With the ground outside asleep (and in a typical year, under a blanket of snow) anything is still possible. There’s no reason yet to dash my fantasies against the hard edge of reality - like that I have only so much space and so much time to spend in the garden and in the last few years, that's been very little time indeed. And that my growing season is too short, I still haven’t tackled that infestation of sorrel and grass in the front flower bed, and that it's too dry and shady in the other half of the yard for me to grow half the things I fantasize growing there.

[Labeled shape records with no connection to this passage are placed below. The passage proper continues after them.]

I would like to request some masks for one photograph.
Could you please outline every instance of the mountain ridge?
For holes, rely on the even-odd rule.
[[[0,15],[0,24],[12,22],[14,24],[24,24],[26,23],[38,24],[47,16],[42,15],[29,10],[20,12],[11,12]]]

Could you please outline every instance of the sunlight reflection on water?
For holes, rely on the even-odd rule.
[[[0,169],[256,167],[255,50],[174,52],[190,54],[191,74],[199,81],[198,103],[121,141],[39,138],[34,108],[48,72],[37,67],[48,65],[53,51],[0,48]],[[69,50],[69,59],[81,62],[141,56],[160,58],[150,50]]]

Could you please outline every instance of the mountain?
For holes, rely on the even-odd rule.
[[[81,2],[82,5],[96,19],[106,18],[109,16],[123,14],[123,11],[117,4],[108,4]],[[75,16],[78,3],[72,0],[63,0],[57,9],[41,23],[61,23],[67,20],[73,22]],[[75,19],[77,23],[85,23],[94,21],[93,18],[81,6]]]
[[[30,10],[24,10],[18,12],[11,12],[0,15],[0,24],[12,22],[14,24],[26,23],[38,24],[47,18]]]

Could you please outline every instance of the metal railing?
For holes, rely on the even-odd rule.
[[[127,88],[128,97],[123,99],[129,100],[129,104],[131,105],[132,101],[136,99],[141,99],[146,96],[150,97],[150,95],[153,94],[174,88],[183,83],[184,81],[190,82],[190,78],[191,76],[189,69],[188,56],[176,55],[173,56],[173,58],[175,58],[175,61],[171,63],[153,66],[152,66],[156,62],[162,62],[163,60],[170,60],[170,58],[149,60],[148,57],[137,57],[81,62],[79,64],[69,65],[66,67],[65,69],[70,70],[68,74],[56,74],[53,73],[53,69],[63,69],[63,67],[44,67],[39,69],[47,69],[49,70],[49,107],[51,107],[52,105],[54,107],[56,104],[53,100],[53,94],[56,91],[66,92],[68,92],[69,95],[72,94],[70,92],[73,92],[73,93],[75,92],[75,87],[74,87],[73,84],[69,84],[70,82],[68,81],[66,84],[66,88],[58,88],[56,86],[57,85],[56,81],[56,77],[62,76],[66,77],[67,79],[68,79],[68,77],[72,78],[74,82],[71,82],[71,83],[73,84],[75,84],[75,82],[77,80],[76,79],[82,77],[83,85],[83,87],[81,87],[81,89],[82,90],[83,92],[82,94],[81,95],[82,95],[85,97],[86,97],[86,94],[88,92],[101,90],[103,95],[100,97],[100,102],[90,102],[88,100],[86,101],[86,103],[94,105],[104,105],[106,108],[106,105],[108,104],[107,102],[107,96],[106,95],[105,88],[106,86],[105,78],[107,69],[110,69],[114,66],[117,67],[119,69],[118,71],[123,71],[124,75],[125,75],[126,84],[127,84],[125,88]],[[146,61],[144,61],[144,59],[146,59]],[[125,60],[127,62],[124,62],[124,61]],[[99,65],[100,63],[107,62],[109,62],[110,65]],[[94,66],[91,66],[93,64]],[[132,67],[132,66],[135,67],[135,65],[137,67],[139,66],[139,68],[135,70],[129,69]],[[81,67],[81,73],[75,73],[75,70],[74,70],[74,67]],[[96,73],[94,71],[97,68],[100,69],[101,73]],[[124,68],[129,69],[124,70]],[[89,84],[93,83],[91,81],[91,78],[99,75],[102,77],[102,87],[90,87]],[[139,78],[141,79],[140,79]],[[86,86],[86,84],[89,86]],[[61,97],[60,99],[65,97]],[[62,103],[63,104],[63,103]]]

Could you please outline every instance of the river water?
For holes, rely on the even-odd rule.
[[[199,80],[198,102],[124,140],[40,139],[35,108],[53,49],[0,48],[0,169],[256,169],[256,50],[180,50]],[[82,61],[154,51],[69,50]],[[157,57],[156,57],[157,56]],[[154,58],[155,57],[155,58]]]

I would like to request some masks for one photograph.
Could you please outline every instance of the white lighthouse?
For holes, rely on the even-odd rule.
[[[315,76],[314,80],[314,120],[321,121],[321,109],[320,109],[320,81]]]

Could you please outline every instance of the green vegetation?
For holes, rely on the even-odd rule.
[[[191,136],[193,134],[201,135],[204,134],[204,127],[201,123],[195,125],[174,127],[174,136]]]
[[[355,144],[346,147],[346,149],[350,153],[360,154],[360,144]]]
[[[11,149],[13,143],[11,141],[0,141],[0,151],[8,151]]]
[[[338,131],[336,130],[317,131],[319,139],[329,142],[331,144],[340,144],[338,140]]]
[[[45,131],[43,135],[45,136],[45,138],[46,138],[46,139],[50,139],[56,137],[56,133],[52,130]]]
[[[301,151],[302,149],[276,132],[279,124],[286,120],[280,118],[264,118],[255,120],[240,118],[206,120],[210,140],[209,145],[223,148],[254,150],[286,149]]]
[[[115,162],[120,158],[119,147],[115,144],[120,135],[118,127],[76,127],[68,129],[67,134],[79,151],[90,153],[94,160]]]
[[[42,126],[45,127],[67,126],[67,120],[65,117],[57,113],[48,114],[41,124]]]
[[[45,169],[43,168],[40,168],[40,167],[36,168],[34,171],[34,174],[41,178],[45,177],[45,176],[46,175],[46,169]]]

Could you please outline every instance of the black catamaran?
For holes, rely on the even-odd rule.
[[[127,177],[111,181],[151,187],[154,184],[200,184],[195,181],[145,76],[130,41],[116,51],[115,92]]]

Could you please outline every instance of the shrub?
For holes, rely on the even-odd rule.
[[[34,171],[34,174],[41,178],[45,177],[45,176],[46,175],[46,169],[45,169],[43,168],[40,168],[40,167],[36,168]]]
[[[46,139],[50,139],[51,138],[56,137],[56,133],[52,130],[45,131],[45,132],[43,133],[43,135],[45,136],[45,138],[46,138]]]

Nope. In January, there’s still time to enjoy the garden that could be, that I’d create if all things were possible. By the time gardening season comes round in truth, long months from now in April, or more likely May (sometimes not even until June), long after the time I could place an order in any of these gardening "wish books", I’ll be so happy to see green again, real, honest to goodness living, chlorophyll producing, breathing, spring wind GREEN, that it won’t matter to me at all that most of it is in the form of a wild and unruly garden of weeds.


If, unlike me, you do have the time and cat free location to start some plants from seed this year, here are a few of my favorite seed catalogs:

Pinetree Garden Seeds - what I liked best about this catalog is that the seeds come in no nonsense packages but you can buy variety packs perfect for the small family garden, allowing you to have a little bit of many varieties or to try something new. They used to have small sample seed packets as well.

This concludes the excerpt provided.